Saat jam pulang sekolah Kak Flo pelan-pelan pulang kerumah berharap tidak ada kekacauan, tapi hari itu ibu memberikan cabai kemulutnya. Melampiaskan kemarahan karena baru saja bertengkar dengan ayah. Padahal dia hanya anak kecil yang merengek kelaparan ingin makan nasi, tapi Kak Flo kecil tidak mengerti bahwa kondisi ibu sedang tidak baik. Karena ayah yang di fitnah selingkuh dengan wanita lain. Kak Flo menangis terus menjerit kepedasan. Dengan iba ibu membersihkan mulutnya, tapi setelah itu ibu pergi ke kamar menangis. Kak Flo terus menangis menahan pedas yang masih terasa. Dia menghadapi itu sendirian lagi. Menangis sendirian lagi. Di kamar lagi.

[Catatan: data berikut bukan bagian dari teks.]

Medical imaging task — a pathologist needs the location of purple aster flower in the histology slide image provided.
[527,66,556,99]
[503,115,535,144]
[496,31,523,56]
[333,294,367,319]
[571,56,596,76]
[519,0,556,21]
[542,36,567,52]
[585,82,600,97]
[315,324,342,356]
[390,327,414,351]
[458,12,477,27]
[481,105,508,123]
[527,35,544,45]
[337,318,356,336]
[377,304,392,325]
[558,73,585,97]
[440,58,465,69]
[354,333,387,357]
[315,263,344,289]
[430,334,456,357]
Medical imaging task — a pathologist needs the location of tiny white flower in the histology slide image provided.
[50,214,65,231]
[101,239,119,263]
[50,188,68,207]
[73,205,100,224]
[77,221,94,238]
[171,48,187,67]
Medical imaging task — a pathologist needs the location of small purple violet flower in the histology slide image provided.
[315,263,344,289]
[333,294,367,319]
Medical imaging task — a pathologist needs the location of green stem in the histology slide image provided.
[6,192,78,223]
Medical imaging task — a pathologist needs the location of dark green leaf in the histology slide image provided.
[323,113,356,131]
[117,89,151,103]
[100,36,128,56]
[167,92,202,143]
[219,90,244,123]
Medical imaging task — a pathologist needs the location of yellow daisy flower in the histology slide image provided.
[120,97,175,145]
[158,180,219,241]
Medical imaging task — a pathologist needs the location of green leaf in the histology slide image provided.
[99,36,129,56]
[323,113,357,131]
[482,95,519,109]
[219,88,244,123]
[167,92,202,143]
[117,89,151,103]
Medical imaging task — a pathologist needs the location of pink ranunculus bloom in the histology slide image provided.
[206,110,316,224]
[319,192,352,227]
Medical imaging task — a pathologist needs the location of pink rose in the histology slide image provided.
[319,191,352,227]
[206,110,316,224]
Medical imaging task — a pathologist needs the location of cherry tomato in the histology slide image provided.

Ketika lagi makan bersama. Kak Flo kecil tidak mengerti apa yang ayah dan ibu bincangkan, tiba-tiba ayah marah dan menarik taplak meja sehingga membuat semua makanan jatuh ke lantai. Kak Flo kecil menangis takut melihat semua itu. Tapi ibu berlari mengurung diri di kamar, dan ayah keluar rumah dengan motornya. Kak Flo menangis lagi. Tidak ada yang menghiburnya. Sendirian lagi. Tidak mengerti lagi. Mengurung diri di kamar lagi. Sampai rasa takut terus datang. Dia hanya akan keluar kamar jika di perlukan. Untuk ukuran anak di bawah umur sepuluh tahun. Kak Flo tumbuh dengan rasa takut dan sakit yang terus tertanam.

Aku menangis membayangi dia bertahan. Serangan psikologis yang diterimanya membuat aku mendengar ceritanya juga terluka. Aku protes dalam diam. Masa kecil itu harusnya di isi dengan cerita manjanya bersama ayah dan ibu. Kenangan yang di penuhi kasih sayang dari ibu. Merasakan hangatnya penjagaan dari seorang ayah. Perhatian yang terbentuk hasil dari buah cinta mereka. Harusnya dia di ajarkan caranya mengerjakan tugas. Di antar jemput sekolah. Di peluk hangat saat menangis karena ketakutan. Dan 10 tahun dari masa kecilnya. Hanya Luka-luka itu yang diingatannya. Rasa sakit itu masih terus membekas.

Walau pada akhirnya itu semua hanya lah emosi sesaat kedua orangtua ku saja, karena menurut mereka bahwa mereka masih labil, dan belum punya banyak bekal untuk mengarungi bahtera rumah tangga. Tapi mereka tidak sadar bahwa luka itu mempengaruhi masa depan anaknya. Sesaat setelah aku lahir, ibu dan ayah menjadi dewasa tidak ada lagi kata labil di rumah tangga mereka, tidak ada lagi pernikahan muda bagi mereka, belajar dari kesalahan yang lalu membuat mereka membesarkan aku dengan penuh cinta.

Tidak jarang ibu bertanya pada Kak Flo kenapa tidak pernah membawa teman laki-laki kerumah?" dan berbagai alasanpun di utarakannya. Perih rasanya ketika banyak yang bertanya padanya "Kapan akan menikah?" , "Kapan akan ngundang?" Pertanyaan yang selalu membuat dia menghindar dari acara keluarga besar.